Central Bank of Kenya (CBK). Photo/Reuters

A cut in an inland fibre optic cable on Monday affected internet service providers and by Wednesday had interrupted normal trading of the commercial banks.

Traders said banks were also short-covering dollar positions, while reduced shilling liquidity before the start of a new cash reserve ratio cycle on March 15 and government disbursements were seen putting pressure on the local currency.

At 0708 GMT, commercial banks quoted the local currency at 83.40/60 per dollar, after weakening 0.8 percent to touch 83.45/65. Thursday’s close was 82.75/95.

The shilling last traded around this level on Feb. 6 when it touched 83.90 to the dollar.

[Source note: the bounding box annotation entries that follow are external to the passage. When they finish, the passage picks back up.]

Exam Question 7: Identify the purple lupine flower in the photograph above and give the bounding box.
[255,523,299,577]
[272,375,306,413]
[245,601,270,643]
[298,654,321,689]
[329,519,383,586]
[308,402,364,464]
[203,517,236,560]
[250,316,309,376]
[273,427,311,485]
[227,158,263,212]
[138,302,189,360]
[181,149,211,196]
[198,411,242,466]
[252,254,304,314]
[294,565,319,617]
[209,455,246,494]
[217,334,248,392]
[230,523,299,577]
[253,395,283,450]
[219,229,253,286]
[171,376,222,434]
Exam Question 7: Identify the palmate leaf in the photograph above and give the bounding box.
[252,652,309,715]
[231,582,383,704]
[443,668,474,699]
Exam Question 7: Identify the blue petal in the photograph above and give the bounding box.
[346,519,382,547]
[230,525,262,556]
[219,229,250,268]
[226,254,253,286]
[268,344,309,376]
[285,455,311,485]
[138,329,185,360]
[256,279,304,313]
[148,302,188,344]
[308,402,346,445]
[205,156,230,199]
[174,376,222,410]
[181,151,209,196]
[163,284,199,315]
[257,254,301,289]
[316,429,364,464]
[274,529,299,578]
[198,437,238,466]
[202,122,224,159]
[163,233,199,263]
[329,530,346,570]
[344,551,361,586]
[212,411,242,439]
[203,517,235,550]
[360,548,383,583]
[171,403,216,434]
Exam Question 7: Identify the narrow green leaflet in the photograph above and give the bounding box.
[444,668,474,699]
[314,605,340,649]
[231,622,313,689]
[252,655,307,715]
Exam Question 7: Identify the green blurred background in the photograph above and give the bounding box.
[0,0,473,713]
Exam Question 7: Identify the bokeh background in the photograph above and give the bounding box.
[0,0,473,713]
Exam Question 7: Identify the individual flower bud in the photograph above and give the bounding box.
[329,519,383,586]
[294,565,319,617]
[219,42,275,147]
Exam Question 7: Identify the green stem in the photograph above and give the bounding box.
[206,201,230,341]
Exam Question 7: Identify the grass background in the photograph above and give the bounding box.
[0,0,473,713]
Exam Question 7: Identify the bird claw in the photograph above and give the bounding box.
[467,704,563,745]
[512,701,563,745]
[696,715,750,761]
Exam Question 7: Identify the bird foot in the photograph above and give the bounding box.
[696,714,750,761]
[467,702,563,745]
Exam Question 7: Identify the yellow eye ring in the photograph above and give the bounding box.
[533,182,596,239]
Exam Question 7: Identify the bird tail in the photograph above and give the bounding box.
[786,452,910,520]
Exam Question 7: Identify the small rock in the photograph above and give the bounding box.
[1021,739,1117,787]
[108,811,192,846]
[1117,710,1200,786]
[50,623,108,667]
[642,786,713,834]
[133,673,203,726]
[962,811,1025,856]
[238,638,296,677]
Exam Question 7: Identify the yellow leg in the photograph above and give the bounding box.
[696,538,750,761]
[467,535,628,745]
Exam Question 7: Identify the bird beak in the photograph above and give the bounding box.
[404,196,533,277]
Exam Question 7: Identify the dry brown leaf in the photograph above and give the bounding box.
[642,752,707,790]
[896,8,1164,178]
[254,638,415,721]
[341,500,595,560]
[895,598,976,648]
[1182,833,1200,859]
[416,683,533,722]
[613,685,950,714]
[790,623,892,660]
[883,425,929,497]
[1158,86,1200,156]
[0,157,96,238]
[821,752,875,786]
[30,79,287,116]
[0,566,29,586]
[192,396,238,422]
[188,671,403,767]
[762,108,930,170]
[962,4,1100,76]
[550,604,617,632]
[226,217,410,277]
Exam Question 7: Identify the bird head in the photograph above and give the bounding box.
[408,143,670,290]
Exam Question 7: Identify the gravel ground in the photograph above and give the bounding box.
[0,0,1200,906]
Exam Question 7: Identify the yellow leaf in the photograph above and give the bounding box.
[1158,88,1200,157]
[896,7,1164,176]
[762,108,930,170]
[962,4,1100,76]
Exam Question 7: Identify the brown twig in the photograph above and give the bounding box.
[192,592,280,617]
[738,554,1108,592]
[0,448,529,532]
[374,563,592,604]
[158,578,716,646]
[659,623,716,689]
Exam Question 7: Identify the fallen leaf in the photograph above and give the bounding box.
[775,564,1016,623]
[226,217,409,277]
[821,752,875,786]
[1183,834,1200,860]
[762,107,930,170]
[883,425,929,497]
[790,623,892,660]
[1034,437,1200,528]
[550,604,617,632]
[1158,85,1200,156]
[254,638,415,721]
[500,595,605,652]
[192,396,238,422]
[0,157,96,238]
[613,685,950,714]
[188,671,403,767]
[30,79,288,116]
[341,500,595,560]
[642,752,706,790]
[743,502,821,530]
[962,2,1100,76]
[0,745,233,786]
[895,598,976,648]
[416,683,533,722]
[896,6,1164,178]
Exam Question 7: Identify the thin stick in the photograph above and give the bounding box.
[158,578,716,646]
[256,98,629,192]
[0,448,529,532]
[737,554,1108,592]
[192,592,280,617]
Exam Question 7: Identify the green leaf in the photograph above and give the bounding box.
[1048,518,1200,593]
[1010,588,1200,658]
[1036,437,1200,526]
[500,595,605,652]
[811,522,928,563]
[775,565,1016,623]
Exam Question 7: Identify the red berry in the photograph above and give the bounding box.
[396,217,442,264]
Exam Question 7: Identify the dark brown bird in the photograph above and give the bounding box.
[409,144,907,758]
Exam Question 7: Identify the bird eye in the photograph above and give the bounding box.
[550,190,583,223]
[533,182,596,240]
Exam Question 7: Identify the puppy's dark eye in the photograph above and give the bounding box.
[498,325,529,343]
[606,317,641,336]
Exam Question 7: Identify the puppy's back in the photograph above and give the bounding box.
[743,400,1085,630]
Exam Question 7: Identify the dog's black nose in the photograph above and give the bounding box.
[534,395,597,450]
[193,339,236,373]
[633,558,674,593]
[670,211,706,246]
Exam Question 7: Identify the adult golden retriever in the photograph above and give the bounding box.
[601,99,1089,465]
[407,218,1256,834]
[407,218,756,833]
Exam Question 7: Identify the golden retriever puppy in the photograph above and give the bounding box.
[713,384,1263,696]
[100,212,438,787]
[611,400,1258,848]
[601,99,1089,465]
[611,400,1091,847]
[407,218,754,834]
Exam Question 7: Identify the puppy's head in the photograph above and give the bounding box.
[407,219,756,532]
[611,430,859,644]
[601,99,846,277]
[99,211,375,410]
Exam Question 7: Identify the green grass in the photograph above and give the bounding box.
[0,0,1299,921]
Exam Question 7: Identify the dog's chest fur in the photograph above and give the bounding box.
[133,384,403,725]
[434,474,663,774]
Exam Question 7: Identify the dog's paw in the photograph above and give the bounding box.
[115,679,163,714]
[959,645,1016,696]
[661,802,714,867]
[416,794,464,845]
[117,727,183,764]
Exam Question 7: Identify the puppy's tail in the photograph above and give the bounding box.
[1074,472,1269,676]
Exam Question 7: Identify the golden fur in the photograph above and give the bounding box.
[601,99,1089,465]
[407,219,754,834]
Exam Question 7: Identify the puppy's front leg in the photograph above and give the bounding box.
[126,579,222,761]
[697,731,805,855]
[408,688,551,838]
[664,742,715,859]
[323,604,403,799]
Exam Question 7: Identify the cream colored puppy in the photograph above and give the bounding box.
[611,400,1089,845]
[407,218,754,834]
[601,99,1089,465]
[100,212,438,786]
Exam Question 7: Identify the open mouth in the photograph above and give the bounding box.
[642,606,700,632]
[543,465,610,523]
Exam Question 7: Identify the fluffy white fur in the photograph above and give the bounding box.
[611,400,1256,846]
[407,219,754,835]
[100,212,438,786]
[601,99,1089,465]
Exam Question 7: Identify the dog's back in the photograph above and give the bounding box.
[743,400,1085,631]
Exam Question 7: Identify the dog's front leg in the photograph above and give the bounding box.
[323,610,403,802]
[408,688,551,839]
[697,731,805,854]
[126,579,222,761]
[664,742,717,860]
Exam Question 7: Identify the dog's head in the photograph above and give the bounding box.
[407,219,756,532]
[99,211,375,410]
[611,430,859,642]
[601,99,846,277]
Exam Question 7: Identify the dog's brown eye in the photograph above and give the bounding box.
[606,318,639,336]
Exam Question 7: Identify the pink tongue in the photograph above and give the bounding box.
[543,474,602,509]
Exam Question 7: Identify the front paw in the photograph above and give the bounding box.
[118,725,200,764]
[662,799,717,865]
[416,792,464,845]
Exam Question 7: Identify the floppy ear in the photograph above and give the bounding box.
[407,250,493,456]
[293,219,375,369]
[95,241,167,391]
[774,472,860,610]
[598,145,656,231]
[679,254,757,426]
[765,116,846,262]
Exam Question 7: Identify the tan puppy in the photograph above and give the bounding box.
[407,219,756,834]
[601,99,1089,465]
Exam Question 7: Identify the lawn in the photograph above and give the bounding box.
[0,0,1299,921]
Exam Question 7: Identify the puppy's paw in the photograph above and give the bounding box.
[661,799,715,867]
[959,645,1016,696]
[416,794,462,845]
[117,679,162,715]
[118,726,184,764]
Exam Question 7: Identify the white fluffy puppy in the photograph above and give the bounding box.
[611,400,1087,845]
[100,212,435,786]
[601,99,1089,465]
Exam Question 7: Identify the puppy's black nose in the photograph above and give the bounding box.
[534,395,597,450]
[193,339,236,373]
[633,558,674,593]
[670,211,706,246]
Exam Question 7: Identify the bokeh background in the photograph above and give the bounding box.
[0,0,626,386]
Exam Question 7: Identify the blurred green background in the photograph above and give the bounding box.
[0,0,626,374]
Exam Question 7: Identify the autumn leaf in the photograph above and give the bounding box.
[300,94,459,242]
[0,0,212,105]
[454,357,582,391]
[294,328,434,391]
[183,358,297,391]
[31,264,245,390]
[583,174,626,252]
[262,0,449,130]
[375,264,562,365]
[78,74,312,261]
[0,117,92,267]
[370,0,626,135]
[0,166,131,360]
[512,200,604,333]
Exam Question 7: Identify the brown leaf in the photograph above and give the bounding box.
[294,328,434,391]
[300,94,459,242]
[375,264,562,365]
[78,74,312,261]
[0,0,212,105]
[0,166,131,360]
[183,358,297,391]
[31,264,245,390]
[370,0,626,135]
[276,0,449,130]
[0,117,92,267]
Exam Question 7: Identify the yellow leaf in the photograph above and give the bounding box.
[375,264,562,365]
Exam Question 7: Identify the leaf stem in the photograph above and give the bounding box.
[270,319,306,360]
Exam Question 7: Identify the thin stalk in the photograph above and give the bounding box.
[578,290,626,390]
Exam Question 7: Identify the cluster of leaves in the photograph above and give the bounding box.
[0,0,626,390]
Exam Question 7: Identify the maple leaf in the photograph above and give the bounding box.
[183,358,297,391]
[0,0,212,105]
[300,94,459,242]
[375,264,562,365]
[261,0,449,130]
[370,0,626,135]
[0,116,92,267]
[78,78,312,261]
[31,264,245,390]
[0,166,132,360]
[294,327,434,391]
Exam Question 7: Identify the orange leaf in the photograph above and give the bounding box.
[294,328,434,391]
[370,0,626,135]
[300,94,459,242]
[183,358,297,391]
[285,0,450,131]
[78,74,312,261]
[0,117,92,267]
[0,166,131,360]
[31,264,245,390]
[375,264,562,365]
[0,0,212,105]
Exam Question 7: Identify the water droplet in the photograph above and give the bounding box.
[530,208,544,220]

“There was pent-up (dollar) demand from importers across the board,” said Duncan Kinuthia, head of trading at Commercial bank of Africa.

Dickson Magecha, a trader at Standard Chartered Bank, said interbank dollar covering on thin volumes drove the shilling lower, with support seen at 83.65.

“If we break that level, then we will go to 84 per dollar,” said Magecha.

The weighted average interbank rate eased on Thursday to 26.4 percent with 7.88 billion shillings ($95.23 million) borrowed among the commercial banks, down from 27.2 percent a day earlier.

“The high interest may be the only saving grace of the shilling because it makes holding long dollar positions costly,” said Kinuthia.